When a mother who’s lost everything is given the chance to see her family once more, will she take the opportunity? Find out in this first issue of Her Infernal Descent!

Nadler and Thompson have done a great job adapting and retelling the tale of the Divine Comedy through the lens of a more updated setting. I love that the main character chooses to go on this journey not for someone she loved and only talked to twice, but for a family that she lost and wants forgiveness from.

I love that while her guide to Hell, William Blake, speaks in poetic metrical verse, she connects us to the story as the contemporary lens we view the world from, a woman who doesn’t immediately believe that she could visit hell, a woman who provides clever quips along the way. I also love the way Blake speaks, it prepares you for the epic that begins in this first issue, it brings a fairytale ominousness to the pages.

Charles’ art is wonderful. I like the homeliness of the mom comparatively to the exponentially fantastical world around her. The juxtaposition makes it more and more apparent that she doesn’t belong in this realm yet. I love how her transition into the underworld is conveyed, this edge she must crawl onto as if flipping a square die to the next side.

The gate of hell is a great splash. This celestial creation within a bizarre other dimension natural archway, the starry opening to Hell starkly contrasting with the fiery skies. I definitely love that the words scrawled on the arch are “Lasciate ogni speranza, voi ch’entrate”, which generally translates to “Abandon All Hope – Ye Who Enter Here”. Really brings an ominous tone, especially since our main character doesn’t know what the words mean, and it’s a nice allusion to Dante’s Inferno itself. It’s good work.

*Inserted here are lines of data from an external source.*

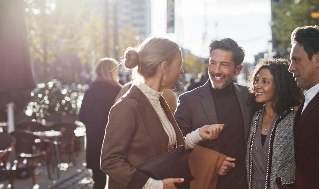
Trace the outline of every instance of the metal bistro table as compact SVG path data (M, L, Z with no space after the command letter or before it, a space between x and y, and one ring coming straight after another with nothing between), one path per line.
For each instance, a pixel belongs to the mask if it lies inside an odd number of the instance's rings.
M53 141L54 145L56 150L56 168L57 169L56 174L58 178L60 178L60 154L59 152L58 138L62 136L62 132L56 131L36 131L33 132L33 134L43 138L50 139Z

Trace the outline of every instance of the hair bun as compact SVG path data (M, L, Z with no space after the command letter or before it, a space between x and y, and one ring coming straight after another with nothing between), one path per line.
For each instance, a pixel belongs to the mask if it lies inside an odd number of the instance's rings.
M124 52L124 65L125 67L132 69L138 65L139 56L138 50L134 47L128 47Z

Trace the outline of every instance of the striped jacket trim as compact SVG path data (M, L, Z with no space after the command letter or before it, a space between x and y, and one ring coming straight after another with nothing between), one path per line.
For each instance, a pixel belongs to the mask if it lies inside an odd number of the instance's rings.
M256 131L257 130L257 128L258 125L258 120L259 119L259 116L262 110L258 111L256 117L256 118L255 119L254 123L254 133L252 136L251 140L250 141L250 144L249 152L249 174L248 175L248 180L249 181L249 186L248 186L249 189L251 189L251 174L252 170L252 152L253 148L254 147L254 141L255 140L255 135L256 134ZM275 135L276 132L276 129L278 125L278 123L282 120L284 119L285 117L289 113L290 111L285 111L282 115L279 116L275 121L274 123L274 126L271 129L270 136L269 138L270 140L269 142L269 147L268 151L268 158L267 160L267 168L266 170L266 180L265 181L265 189L268 189L270 188L270 180L271 169L270 169L271 167L272 160L272 147L273 144L274 137L273 136ZM283 184L293 184L292 183L283 183Z

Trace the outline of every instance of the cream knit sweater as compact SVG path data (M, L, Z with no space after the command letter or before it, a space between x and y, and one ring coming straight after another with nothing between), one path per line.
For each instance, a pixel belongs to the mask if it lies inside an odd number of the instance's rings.
M138 82L135 84L146 96L157 113L164 130L168 136L168 144L167 147L168 151L176 143L176 133L160 102L160 97L162 93L153 90L141 82ZM186 149L194 148L197 143L203 140L203 139L199 136L199 128L197 129L186 135L185 145ZM161 181L150 178L142 189L163 189L163 182Z

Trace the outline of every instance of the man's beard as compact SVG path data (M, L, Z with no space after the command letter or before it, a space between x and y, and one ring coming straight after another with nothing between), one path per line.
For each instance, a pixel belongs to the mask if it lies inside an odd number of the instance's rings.
M235 77L234 75L233 77L225 77L225 75L222 74L213 74L211 75L209 75L209 78L211 80L211 86L213 87L213 88L216 89L216 90L220 90L225 88L226 86L229 85L230 83L233 82L233 81L234 79L234 77ZM225 78L226 78L225 81L223 83L222 83L221 85L218 84L215 84L214 85L214 81L212 79L213 76ZM215 82L215 84L220 84L221 83L221 82ZM219 86L220 85L220 86Z

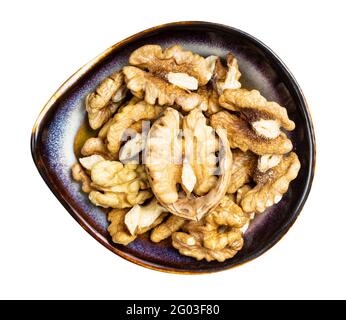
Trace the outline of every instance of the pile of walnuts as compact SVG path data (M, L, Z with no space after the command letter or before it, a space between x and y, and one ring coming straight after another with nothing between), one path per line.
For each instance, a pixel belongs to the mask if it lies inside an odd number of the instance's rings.
M297 177L286 109L241 87L231 53L226 64L145 45L86 97L98 133L72 175L93 204L111 208L115 243L150 231L182 255L222 262Z

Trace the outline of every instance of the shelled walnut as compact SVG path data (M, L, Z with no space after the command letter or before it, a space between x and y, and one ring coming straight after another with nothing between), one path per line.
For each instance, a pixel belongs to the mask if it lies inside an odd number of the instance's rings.
M255 214L288 191L300 169L286 135L295 123L242 87L237 58L148 44L87 95L97 131L76 151L72 177L112 209L114 243L166 239L158 247L223 262L252 237Z

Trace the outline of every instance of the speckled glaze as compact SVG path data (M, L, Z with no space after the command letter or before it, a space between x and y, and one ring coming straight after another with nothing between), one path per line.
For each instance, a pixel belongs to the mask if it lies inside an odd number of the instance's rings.
M74 137L86 121L84 100L96 85L127 64L130 53L144 44L167 47L181 44L201 55L225 57L232 51L242 73L242 84L269 100L284 105L296 129L289 136L301 161L301 170L282 201L258 215L245 234L245 246L223 263L196 261L180 255L170 240L154 244L147 235L128 246L111 242L105 211L92 205L72 180L76 162ZM62 205L96 240L117 255L139 265L166 272L206 273L229 269L252 260L272 247L299 215L311 188L315 163L312 121L301 89L281 60L252 36L224 25L207 22L170 23L138 33L114 45L78 70L48 101L32 132L35 164Z

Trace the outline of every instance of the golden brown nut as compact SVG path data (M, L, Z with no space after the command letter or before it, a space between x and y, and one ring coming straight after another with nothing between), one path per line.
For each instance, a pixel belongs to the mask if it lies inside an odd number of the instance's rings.
M219 164L221 175L215 186L201 197L195 197L194 195L181 195L179 197L177 184L182 183L183 167L181 164L182 144L179 138L179 127L179 112L167 108L163 116L155 121L149 131L145 166L152 191L162 205L175 215L186 219L199 220L213 209L226 194L231 178L232 153L226 133L223 130L217 131L221 140ZM203 126L201 128L203 131ZM205 158L202 157L202 159ZM205 176L201 169L205 169L203 165L198 167L197 170L200 170L200 173ZM210 172L207 176L209 174ZM209 185L204 187L209 188Z
M152 125L145 149L145 166L151 186L161 203L178 200L176 185L181 182L182 140L179 137L180 115L167 108Z
M248 150L258 154L285 154L293 148L292 142L284 133L275 139L266 139L258 136L248 122L227 111L220 111L211 116L213 128L223 128L227 131L231 148L239 148L243 152Z
M238 61L232 53L227 55L227 67L228 69L224 68L221 60L218 59L214 71L214 80L220 95L226 89L239 89L241 87L241 83L239 82L241 73L239 71Z
M245 184L243 185L241 188L239 188L237 190L237 195L236 195L236 199L235 199L235 202L238 206L241 205L241 201L243 200L244 196L246 195L246 193L248 191L250 191L252 188L250 185L248 184Z
M257 90L236 89L225 90L219 99L220 105L232 111L248 112L252 123L262 120L272 120L278 127L293 130L295 124L288 118L286 108L276 102L269 102ZM246 116L246 114L245 114Z
M130 106L130 105L135 105L137 104L138 102L140 101L140 99L138 99L137 97L132 97L130 99L130 101L126 102L124 105L122 105L118 110L117 112L120 113L121 110L123 110L124 108ZM108 133L108 130L110 128L110 126L113 124L113 121L114 120L114 117L109 119L104 125L103 127L100 129L99 133L98 133L98 137L101 138L102 140L106 139L107 138L107 133ZM135 124L133 124L135 125ZM138 124L136 124L136 126L138 126ZM130 126L130 128L132 128L132 126ZM136 130L137 128L133 128L134 131L137 132Z
M136 239L136 236L130 234L127 229L124 219L126 210L113 209L108 213L108 221L110 225L107 230L112 237L114 243L128 245L130 242Z
M240 233L230 233L229 239L228 235L226 235L226 237L227 239L224 239L227 244L230 243L230 245L218 250L205 248L200 239L185 232L173 233L172 244L173 247L179 250L179 253L184 256L189 256L196 260L205 259L208 262L213 260L223 262L226 259L233 258L242 247L242 238Z
M125 215L125 225L131 235L137 235L159 225L167 215L167 210L156 199L146 206L136 204Z
M291 152L284 156L280 163L265 173L257 172L254 177L256 187L248 191L241 201L246 212L263 212L266 208L278 203L287 192L289 184L299 172L300 162L297 155Z
M166 221L153 229L150 234L150 240L160 242L169 238L184 225L185 221L184 218L171 214Z
M89 199L104 208L129 208L152 197L141 165L100 161L91 168L91 180L98 191L90 192Z
M124 67L123 72L127 87L133 95L149 104L156 102L161 106L177 104L184 111L189 111L201 102L198 94L187 92L139 68Z
M85 173L79 163L72 166L72 178L81 183L83 192L90 193L93 190L90 177Z
M206 111L208 115L214 114L221 110L219 105L219 95L216 90L210 86L199 87L197 93L201 97L199 109Z
M89 172L96 163L104 160L105 158L98 154L93 154L92 156L79 158L80 164L83 166L83 168L89 170Z
M226 195L219 205L205 217L206 222L211 225L228 226L238 229L247 224L249 219L249 215L228 195Z
M202 111L192 110L183 119L184 153L196 176L193 191L196 195L204 195L212 189L217 177L218 140L212 127L207 125L207 119Z
M257 158L252 152L233 150L232 178L227 193L234 193L244 184L250 182L256 169Z
M185 73L196 78L201 86L210 80L213 73L212 66L205 58L178 45L165 50L159 45L142 46L132 52L129 62L160 77L170 72Z
M249 215L225 196L203 220L190 221L183 226L185 232L173 233L172 244L183 255L222 262L241 250L244 241L240 228L249 221Z
M92 129L99 129L117 110L125 98L124 75L115 72L103 80L86 98L86 110Z
M113 158L113 156L109 153L105 143L103 142L103 139L99 137L89 138L88 140L86 140L81 149L81 154L85 157L98 154L105 159L110 160Z
M281 154L265 154L258 157L257 170L260 172L266 172L271 168L277 166L282 159Z
M140 120L156 119L161 113L162 107L140 101L122 108L112 119L107 132L107 148L112 154L117 154L122 143L122 137L126 129Z

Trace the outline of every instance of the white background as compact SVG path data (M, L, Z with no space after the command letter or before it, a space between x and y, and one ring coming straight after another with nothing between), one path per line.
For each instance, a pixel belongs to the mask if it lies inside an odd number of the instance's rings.
M0 298L346 298L344 1L2 1ZM269 252L221 273L181 276L96 242L38 175L31 128L50 95L103 50L148 27L206 20L268 44L304 90L317 138L305 208Z

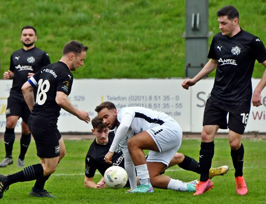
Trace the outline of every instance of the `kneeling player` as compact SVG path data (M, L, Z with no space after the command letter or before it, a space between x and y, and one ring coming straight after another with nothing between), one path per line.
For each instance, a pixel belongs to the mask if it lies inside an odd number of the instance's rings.
M103 177L97 184L93 181L96 170L98 169L103 176L106 170L112 165L119 166L124 168L124 156L119 146L112 157L112 164L106 163L104 160L104 156L109 150L114 134L113 131L110 132L109 129L97 116L92 120L91 124L93 127L92 131L95 135L95 138L91 145L86 157L84 185L88 188L103 188L106 187ZM200 173L198 162L193 158L183 154L176 153L168 168L176 164L185 170ZM228 170L227 166L211 168L210 170L210 178L223 175ZM139 185L139 182L138 183ZM126 187L130 187L128 183Z

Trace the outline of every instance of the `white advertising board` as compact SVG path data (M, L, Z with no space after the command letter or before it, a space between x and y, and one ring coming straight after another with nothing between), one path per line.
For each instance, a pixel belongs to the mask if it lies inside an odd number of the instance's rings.
M89 113L91 119L96 115L94 109L102 102L113 103L117 109L125 106L142 106L165 112L173 117L180 124L184 132L191 131L191 100L190 91L181 86L181 79L74 79L69 98L77 108ZM0 80L1 87L6 82ZM10 88L10 87L9 87ZM2 89L2 88L1 88ZM0 97L6 98L0 92ZM1 101L6 107L6 100ZM5 130L5 111L0 115L0 121L4 125L0 132ZM91 123L87 124L76 116L61 109L57 123L62 132L91 132ZM16 128L15 131L21 132Z
M74 79L69 98L80 110L87 111L91 119L96 115L94 109L102 102L113 103L118 110L125 106L142 106L164 112L179 124L183 132L200 132L206 100L209 96L214 78L201 80L188 90L183 89L183 79ZM253 89L260 79L252 79ZM0 132L6 129L7 99L12 86L12 80L0 80ZM251 106L245 132L266 132L266 89L261 93L263 105ZM244 119L245 118L244 118ZM21 132L20 119L15 132ZM62 132L91 132L91 123L87 124L61 109L57 123ZM227 132L228 130L219 130Z

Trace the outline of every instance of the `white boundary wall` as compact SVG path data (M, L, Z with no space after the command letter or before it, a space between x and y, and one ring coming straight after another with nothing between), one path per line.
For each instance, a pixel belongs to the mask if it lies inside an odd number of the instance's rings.
M91 119L94 109L103 101L113 102L118 110L123 107L141 106L164 112L179 123L184 132L200 132L206 100L214 79L202 79L188 90L183 89L182 79L74 79L69 98L79 109L88 111ZM252 79L254 88L260 81ZM12 80L0 80L0 132L5 131L5 111ZM252 106L245 132L266 132L266 90L262 93L263 105ZM62 132L91 132L92 126L62 109L57 123ZM15 128L21 131L21 119ZM219 130L220 132L228 130Z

Cunniffe’s coloring truly brings out the horrors and alienness of the land the mother steps into. The fiery skies and the cosmic openings into other realms truly gives a dark tone to the comic which would not work without their coloring.

I like the work that Ferrier does with the lettering. The work is subtle, but truly does add to the sublime nature of the Divine Comedy. Making Blake’s speech bubbles inverted in color, making Charon’s speech bubbles shaky, making the font for quotes italicized and fancier – it all helps create the atmosphere and I appreciate that effort.

If you like Dante’s Inferno and think a reimagining of the tale would be intriguing, definitely read this. It’s a great start to a tragedy and I’m excited to read the next issue.